En la tintorería de Don Marcos, esperó a que le entregaran la ropa que habían mandado a lavar y planchar. Revisó su traje, el único que tenía, de un color gris oscuro, y se mostró satisfecho con el mismo. Ese domingo en que tenían una boda familiar, pensó, se vería muy bien.
Emprendió el regreso, y todavía tuvo tiempo de observar los aparadores de la librería, uno de los comercios más grandes de la zona. Pasó por las tiendas de ropa, donde en unas se vendían prendas solo para mujer, y en otras para hombre. Imaginó a su señora, vestida y perifoneada en uno de esos vestidos de “noche “Algún día – se hizo una promesa – le compraría el más hermoso.
Pasó por la florería, y más tarde llegó a heladería. Nunca dejaba pasar la oportunidad de adquirir un cono de helado de vainilla que era su favorito. Esta vez, no fue la excepción. Atravesó al parque, se sentó en una de las bancas, y disfrutó su helado, mientras observaba a la gente que circulaba. Le encantaba verlos, en sus múltiples actividades, poses, y ropajes.
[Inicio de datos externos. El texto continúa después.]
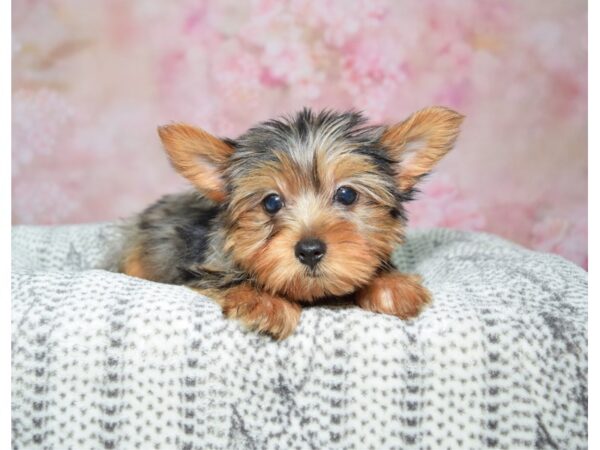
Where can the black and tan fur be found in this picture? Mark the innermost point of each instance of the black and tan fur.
(220, 240)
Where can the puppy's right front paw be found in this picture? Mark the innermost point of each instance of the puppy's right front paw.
(261, 311)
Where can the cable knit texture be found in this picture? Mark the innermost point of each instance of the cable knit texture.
(103, 360)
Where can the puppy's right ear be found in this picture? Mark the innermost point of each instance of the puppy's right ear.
(198, 156)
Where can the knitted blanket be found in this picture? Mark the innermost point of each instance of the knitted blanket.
(103, 360)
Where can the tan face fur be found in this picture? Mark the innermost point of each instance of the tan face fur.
(382, 164)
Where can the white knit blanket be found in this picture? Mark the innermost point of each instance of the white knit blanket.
(102, 360)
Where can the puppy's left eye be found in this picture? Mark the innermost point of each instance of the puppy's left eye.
(345, 195)
(272, 203)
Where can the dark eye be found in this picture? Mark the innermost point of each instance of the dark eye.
(272, 203)
(345, 195)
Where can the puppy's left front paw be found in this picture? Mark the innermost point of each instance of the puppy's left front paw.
(396, 294)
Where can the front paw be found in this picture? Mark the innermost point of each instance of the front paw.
(261, 311)
(396, 294)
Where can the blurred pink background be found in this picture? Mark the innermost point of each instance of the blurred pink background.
(93, 79)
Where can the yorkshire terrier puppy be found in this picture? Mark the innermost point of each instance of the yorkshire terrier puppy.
(295, 210)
Cerca del final, recordó que debía recoger la radio de su mujer. Nicolás quién le vio aproximarse, rápidamente buscó y encontró la radio, ya lista para ser entregada.
– Era un bulbo – le dijo a Juan Pablo. Por suerte, tenía yo uno de sobra. Podrá volver a escuchar su aparato sin problema.
Juan Pablo le agradeció. Lo acomodó, ya con más dificultad en el carrito, y habiendo cumplido con la lista que llevaba, sin faltar nada, emprendió la última etapa, que costaba a de dos cuadras, hasta llegar a su propio estanquillo.
A lo lejos notó, como el enorme predio a unas cuadras de distancia, ya albergaba casi terminado, a un enorme edificio de dos plantas. Poco después se enteró, que era parte un nuevo proyecto, al que llamaban pequeños centros comerciales, y que se decía serían los comercios del futuro.
Incrédulo, miró su negocio y se relajó.
Habladurías de la gente – se dijo. Nunca podrán sustituir a un buen estanquillo. Convencido de su verdad, entró al negocio propio, saludó a su mujer, y se dispuso a despachar a los clientes que esperaban.
El futuro – se dijo a si mismo- es este.